Örgütlenmedeki sorunlar, süt sektörünün gelişmesini engelliyor. Sanayiciler üreticilere karşı nispeten daha örgütlü. Ancak ürününü pazarlarken perakende sektörüne ve market zincirlerine karşı zayıf kalıyorlar.
Marketler Yasası başta olmak üzere birçok konuda etkili lobi yapamıyorlar. Marketlerde ciddi raf bedelleri ödeyerek yer alabiliyorlar. Geçtiğimiz yıllarda Sütaş ile Migros arasında yaşananlar bunun en iyi örneğidir. Süt sanayicileri tek bir çatı altında güçlü bir yapıya kavuşmalı, perakende pazarında etkin olmalı, kazançlarının önemli kısmını zincir marketlere bırakmak zorunda kalmamalı.
Böylece üreticiler üzerindeki çiğ süt fiyatlarına yönelik baskı biraz azalabilir.
Üretici kesimdeki örgütlenme ise parçalı bir yapıya sahip. Sanayiye hammadde olarak çiğ süt sağlayan üreticiler Köy-Koop, Haykoop, Süt Üretici Birlikleri ve Damızlık Sığır Yetiştirici Birlikleri bünyesinde örgütlenmiş durumdalar.
Üreticilerin önemli bir çoğunluğu da birden fazla örgüte üye olmak zorunda kalmış. Hayvanlarının kaydı ve ıslahı için damızlık birliğine, süt kaydı ve destekleri için süt birliğine, sütünü satmak için kooperatiflere üye olmak zorunda bırakılmış. Her bir örgüte de üyelik aidatı ödüyor. Bir süt üreticisinin aynı zamanda besicilik yaptığını, tarla, bağ ve bahçesiyle bitkisel üretimde de bulunduğunu varsayarsak bir yılda tarımsal örgütlere ödediği aidatlar bin lirayı bulabiliyor.

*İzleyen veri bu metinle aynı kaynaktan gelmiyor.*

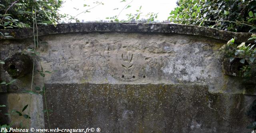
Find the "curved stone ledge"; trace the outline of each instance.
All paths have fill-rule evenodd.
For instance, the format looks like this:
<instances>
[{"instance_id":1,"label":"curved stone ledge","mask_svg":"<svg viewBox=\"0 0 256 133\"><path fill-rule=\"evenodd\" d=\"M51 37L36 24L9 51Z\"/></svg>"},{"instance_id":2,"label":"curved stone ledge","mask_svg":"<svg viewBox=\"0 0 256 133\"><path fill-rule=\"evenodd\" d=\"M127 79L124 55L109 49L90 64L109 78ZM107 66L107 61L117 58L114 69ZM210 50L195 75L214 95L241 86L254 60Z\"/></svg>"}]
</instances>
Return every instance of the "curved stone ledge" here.
<instances>
[{"instance_id":1,"label":"curved stone ledge","mask_svg":"<svg viewBox=\"0 0 256 133\"><path fill-rule=\"evenodd\" d=\"M39 36L57 33L82 32L152 32L177 33L202 36L228 41L236 37L237 42L247 41L252 35L248 33L235 33L202 26L177 24L87 23L42 25L38 27ZM14 36L8 39L22 39L33 36L32 28L0 29ZM6 39L6 38L5 38ZM0 38L0 39L1 39ZM2 38L2 39L3 39Z\"/></svg>"}]
</instances>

Nüfusumuzun halen üçte biri kırsal alanda yaşıyor. Tarımın, GSYH içindeki payı yüzde 9’larda. Tarımla uğraşan nüfusun iktisaden faal toplam nüfus içindeki payı ise yüzde 23. Tarımsal örgütlere üye 11 milyonun üzerinde üretici var. Bunların içerisinde hayvancılıkla uğraşan ve süt üretenler önemli yer tutuyor.
Ancak süt üretici örgütleri siyaset, bürokrasi ve medya tarafından yeterince ciddiye alınmıyor.

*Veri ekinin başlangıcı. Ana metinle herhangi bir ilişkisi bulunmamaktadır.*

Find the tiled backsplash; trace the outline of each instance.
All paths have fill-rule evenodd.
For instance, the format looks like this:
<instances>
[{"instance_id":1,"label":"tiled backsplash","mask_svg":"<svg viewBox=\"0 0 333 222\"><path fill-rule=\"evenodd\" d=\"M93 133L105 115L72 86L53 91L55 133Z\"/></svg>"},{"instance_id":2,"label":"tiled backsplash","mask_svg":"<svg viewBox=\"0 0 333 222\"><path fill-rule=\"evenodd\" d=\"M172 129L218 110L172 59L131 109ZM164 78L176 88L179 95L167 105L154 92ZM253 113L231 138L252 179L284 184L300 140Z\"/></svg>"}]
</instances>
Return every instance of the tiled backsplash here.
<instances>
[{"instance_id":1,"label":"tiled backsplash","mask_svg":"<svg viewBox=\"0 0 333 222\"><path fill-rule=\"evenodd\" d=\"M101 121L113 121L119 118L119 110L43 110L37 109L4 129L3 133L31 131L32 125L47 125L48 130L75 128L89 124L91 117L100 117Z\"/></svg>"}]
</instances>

Üretici örgütleri sen ben kavgasından başını kaldırıp asıl sorunlara eğilemiyorlar. Gıda Tarım ve Hayvancılık Bakanlığı örgütler arasında görev dağılımı yaparak mevcut örgütleri ihtisas örgütlerine dönüştürmeli. Mevcut örgütlerin de içinde yer aldığı güçlü bir çatı örgütü oluşturmalı. Süt Konseyi ve Kırmızı Et Konseyi gibi hayvansal ürün konseyleri de bu çatı altında toplanmalı. Bitkisel üretim de aynı şekilde yeniden yapılanmalı.

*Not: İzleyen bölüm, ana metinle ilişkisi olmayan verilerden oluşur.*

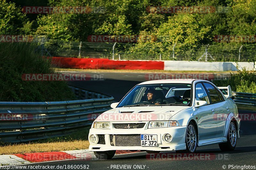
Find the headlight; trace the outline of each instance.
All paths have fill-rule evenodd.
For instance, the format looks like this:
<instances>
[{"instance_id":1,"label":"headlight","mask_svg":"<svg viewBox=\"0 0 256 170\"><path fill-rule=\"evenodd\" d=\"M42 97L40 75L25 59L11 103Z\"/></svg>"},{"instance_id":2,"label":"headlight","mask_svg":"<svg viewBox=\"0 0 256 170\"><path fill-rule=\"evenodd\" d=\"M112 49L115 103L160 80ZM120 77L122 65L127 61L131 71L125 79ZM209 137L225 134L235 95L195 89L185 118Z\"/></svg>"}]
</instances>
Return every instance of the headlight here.
<instances>
[{"instance_id":1,"label":"headlight","mask_svg":"<svg viewBox=\"0 0 256 170\"><path fill-rule=\"evenodd\" d=\"M110 129L110 122L94 122L92 128L96 129Z\"/></svg>"},{"instance_id":2,"label":"headlight","mask_svg":"<svg viewBox=\"0 0 256 170\"><path fill-rule=\"evenodd\" d=\"M175 121L154 121L149 122L148 128L157 128L179 126L179 123Z\"/></svg>"},{"instance_id":3,"label":"headlight","mask_svg":"<svg viewBox=\"0 0 256 170\"><path fill-rule=\"evenodd\" d=\"M92 135L90 136L90 140L92 143L94 143L96 141L96 137L93 135Z\"/></svg>"}]
</instances>

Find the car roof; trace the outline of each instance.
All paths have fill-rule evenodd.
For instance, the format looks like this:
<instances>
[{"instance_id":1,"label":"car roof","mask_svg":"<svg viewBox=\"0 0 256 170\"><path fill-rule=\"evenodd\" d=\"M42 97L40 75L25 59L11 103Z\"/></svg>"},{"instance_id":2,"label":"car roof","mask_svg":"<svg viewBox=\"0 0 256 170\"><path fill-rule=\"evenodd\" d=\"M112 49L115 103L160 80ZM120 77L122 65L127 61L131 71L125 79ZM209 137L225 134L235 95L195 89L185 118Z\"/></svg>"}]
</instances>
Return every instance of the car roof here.
<instances>
[{"instance_id":1,"label":"car roof","mask_svg":"<svg viewBox=\"0 0 256 170\"><path fill-rule=\"evenodd\" d=\"M156 80L142 82L138 85L166 83L184 83L186 84L191 84L192 83L192 82L196 80L199 80L199 79L187 78L185 79L164 79L162 80Z\"/></svg>"}]
</instances>

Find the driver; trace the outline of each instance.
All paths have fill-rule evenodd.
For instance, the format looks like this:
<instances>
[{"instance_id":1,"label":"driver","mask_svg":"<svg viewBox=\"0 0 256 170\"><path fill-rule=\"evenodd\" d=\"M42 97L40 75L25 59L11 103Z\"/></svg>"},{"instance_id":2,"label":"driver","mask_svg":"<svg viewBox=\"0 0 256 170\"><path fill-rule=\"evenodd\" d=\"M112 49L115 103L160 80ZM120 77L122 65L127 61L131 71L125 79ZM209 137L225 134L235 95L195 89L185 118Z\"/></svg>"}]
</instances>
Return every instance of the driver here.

Geleceğimiz, üretimin sürdürülebilirliği, AB’ye uyumda sağlıklı yol alabilmek ve süt – et krizlerinin bir daha yaşanmaması için örgütlenmeden kaynaklanan sorunlar bir an önce çözüme kavuşturularak süt sektörünün ufku açılmalı. Ancak bu şekilde sektörün gündemi iyi tarım, üretici refahı, ihracat, inovasyon olabilir.